Getting my work done with a quick work-around of some misfeature of a module can be very expeditious. Fixing the module's misfeature is usually quite a bit more complex. Often worse still, it creates a dependency problem. Making the fix of high enough quality that it is appropriate to put on CPAN is usually significantly more complex still. Then there is getting permission to distribute the fix.
I discovered that a script was sucking up all of the available CPU and figured out that the problem was Term::ReadKey. I looked at the source and found that it quietly becomes a busy-loop if a certain compile-time test failed and, sure enough, that test fails on FreeBSD. I commented out that test, rebuilt, and the module works perfectly w/o being a CPU hog. Unfortunately, this was a diversion in a spare-time volunteer project and I regret that I didn't find the time to report the problem.

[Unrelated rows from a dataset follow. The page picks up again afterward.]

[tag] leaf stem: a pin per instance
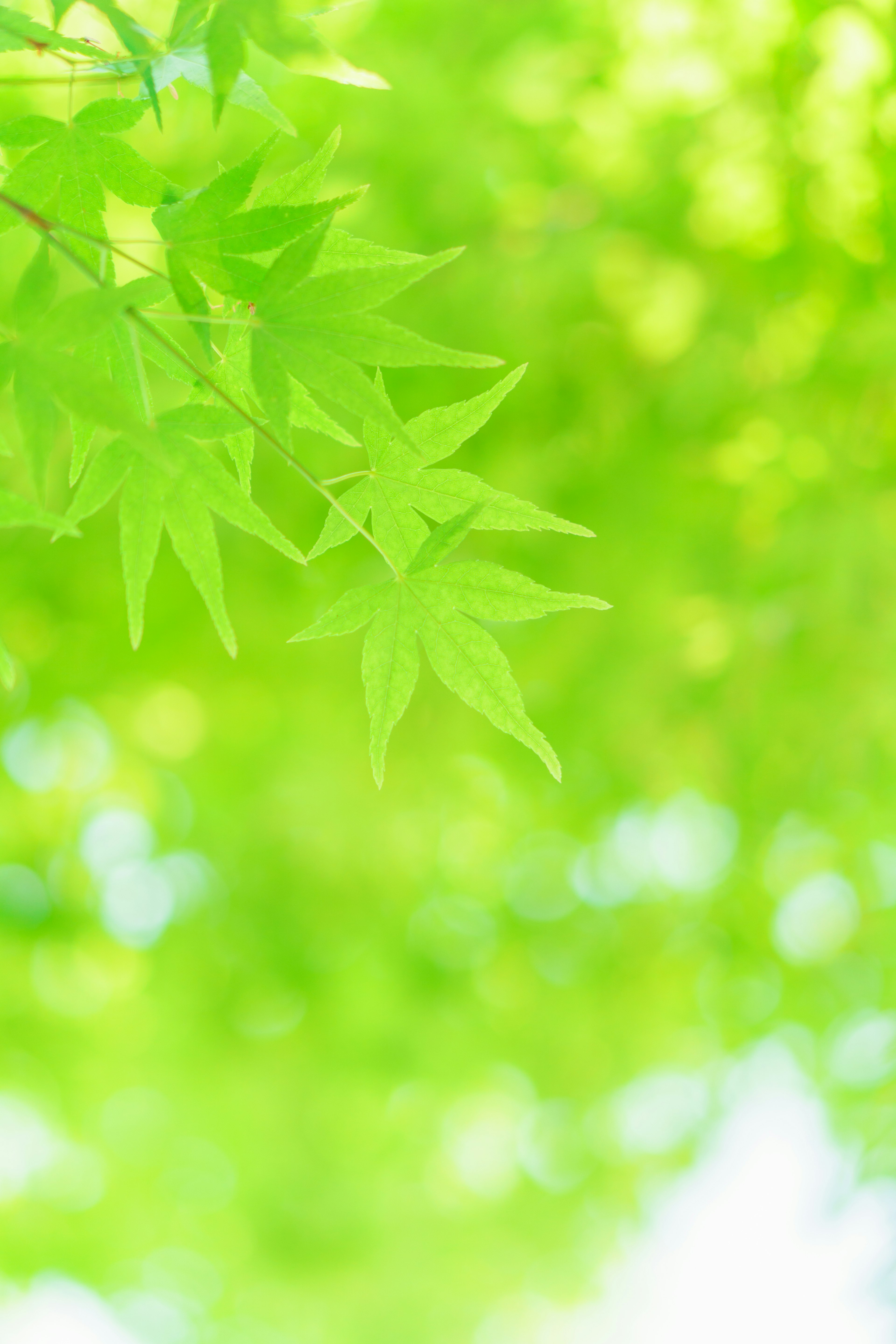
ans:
(266, 435)
(46, 226)
(103, 244)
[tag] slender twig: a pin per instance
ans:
(45, 228)
(199, 318)
(350, 476)
(266, 435)
(52, 80)
(103, 244)
(142, 371)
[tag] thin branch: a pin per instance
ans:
(103, 244)
(45, 228)
(58, 80)
(266, 435)
(350, 476)
(142, 370)
(199, 318)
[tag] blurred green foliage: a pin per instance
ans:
(374, 1064)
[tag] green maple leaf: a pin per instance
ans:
(319, 329)
(42, 374)
(402, 484)
(292, 39)
(21, 513)
(177, 486)
(436, 604)
(70, 167)
(210, 237)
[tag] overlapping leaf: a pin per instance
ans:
(66, 173)
(292, 39)
(42, 374)
(19, 33)
(319, 329)
(210, 237)
(402, 484)
(210, 45)
(434, 603)
(177, 487)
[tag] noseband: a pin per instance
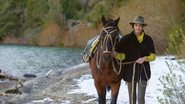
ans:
(108, 36)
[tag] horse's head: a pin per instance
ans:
(109, 36)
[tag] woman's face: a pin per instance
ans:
(138, 28)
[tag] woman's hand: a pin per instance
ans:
(141, 60)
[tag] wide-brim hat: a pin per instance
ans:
(139, 20)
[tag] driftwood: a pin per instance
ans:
(15, 90)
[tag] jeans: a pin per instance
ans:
(141, 92)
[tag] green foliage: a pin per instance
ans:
(174, 85)
(71, 9)
(175, 39)
(10, 17)
(22, 17)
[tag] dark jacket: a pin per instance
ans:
(134, 50)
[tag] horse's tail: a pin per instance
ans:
(108, 88)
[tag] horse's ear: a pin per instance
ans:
(117, 21)
(103, 19)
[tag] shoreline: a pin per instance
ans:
(55, 86)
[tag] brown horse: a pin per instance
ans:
(105, 70)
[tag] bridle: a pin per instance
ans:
(106, 39)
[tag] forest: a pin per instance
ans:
(67, 22)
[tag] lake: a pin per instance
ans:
(20, 59)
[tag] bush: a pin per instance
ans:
(175, 40)
(174, 85)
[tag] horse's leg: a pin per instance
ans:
(114, 92)
(101, 92)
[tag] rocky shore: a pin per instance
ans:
(50, 88)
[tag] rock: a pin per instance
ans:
(29, 75)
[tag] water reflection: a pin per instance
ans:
(20, 59)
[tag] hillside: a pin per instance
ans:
(48, 26)
(161, 17)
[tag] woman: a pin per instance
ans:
(139, 50)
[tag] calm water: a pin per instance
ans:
(20, 59)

Later, when the module author heard of the problem, they seemed a bit upset that I didn't send them the fix. I didn't have a fix. I had a work-around. Commenting out one test is trivial. Fixing the test so that it now works on the version of FreeBSD that I was using and doesn't work less well than the previous test on all prior releases of FreeBSD and all other operating systems that Perl runs on, is something that was way beyond my knowledge. I don't even have the knowledge that went into the selection of that test. So I'm not at all qualified (or "smart enough") to suggest a fix for it.
If the work pans out and results in something that I'm going to need to do again or to release to others, then I need to clean things up and the quick work-around is no longer enough. Then I'd fix the module or look for an alternative.